公衆健康を保護するために、新型コロナワクチンの入手可能性について、WTOの枠組下で、加盟国が広範な知的財産権保護義務の免除協定を締結することは、問題解決の最良の方法であると考えられる。このような合意は、特許権以外の知的財産権にも適用できるので、従来のTRIPS協定下で、特許強制実施を発動するという弊害を回避できる包括的な解決策である。

 

1、米国通常代表部の公式声明の前に、関連提案、協議が既に始まっている

インドと南アフリカは昨年10月、新型コロナの流行状況を考慮し、新型コロナに関する知的財産権を一時的に開放すべきであると提案した。

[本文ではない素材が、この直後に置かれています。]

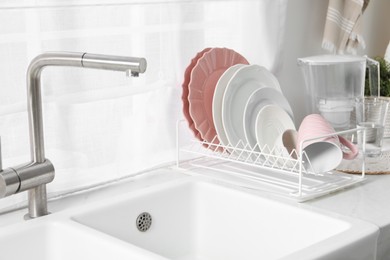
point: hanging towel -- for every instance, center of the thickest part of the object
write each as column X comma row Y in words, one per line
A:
column 343, row 26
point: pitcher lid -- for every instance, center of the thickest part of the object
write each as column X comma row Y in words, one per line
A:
column 330, row 59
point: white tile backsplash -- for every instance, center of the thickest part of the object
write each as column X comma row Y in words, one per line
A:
column 100, row 125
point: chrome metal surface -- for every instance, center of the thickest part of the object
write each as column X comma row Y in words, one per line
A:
column 34, row 175
column 144, row 221
column 9, row 182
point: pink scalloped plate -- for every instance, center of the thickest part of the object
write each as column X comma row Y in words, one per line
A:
column 204, row 78
column 184, row 97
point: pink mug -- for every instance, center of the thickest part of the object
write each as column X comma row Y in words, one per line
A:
column 323, row 153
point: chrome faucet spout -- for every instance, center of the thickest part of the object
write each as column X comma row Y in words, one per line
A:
column 34, row 175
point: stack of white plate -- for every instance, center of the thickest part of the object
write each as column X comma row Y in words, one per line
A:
column 234, row 104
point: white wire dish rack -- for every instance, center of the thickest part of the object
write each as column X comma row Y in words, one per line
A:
column 261, row 168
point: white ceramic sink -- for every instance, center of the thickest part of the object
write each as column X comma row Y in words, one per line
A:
column 59, row 240
column 193, row 220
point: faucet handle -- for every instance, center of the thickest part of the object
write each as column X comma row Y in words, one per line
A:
column 9, row 180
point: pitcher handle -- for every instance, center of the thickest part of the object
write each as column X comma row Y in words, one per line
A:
column 353, row 150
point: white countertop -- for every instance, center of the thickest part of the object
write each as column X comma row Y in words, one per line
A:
column 368, row 201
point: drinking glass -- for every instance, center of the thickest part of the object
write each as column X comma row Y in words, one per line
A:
column 371, row 115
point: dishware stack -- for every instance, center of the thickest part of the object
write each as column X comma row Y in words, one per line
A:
column 235, row 107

今春のインドにおける新型コロナの大流行を受け、バイデン政権はコロナワクチンの知的財産権の一時的に免除することを検討し、医薬品メーカー、WTO等と協議を始めた。

2、WTOの枠組下で、TRIPS協定に基づき、義務免除協議を達成することは、理想的ではあるが、見通しが不透明である

 

各国は米国政府が新型コロナワクチンの関連知的財産権の保護を放棄することを正式に提案したことに異なる態度を示した。ファイザー等の製薬会社、世界製薬企業協会、日本、ドイツ、スイス、欧州連合は反対している…;世界貿易組織、TRIPS理事会、南アフリカ、インド、フランスのマクロン大統領は支持している…。

 

パンデミックの現実的な脅威に直面している中、交渉を通じて、知的財産権の放棄を実現しようとすることは前例のないことである。世界貿易組織WTO、TRIPS理事会、世界衛生組織WHO 、世界知的財産権組織WIPO、製薬会社、各国政府等、さまざまな利害関係者が関与している。

 

交渉当事者の経済的利益及び政治的計算、公共倫理、人道、良心等が複雑に絡み合っているため、そう容易く達成できることではない。合意を達成できる見通しは不透明である。そのカギを握っているのは、新型コロナワクチンの先進的な製造技術を所有する製薬会社と現地政府である。

 


四、結び

 


新型コロナワクチンの知的財産権は、広い意味においては人類の公開財産であるが,法律上では個人財産に該当する。善意を持って交渉を通じて合意することができれば、公衆健康のために最大限に活用することができる。

 

インドでは新型コロナの感染拡大を長期間、抑制できないことによって、深刻な変異が発生している。ウイルスの変異が、既存のワクチンの有効予防範囲を超えた場合、現在ワクチン接種をリードしている国も、安全を保つことはできない。ワクチン接種スピードが感染拡大のスピードを追いつき、その蔓延を阻止することが非常に重要である。このような共通認識が、世界各国による新型コロナワクチンの知的財産権開放協定の早期達成を促し、ドーハ宣言の保護範囲を超え、全ての人の健康、福祉に大きく貢献することを期待している。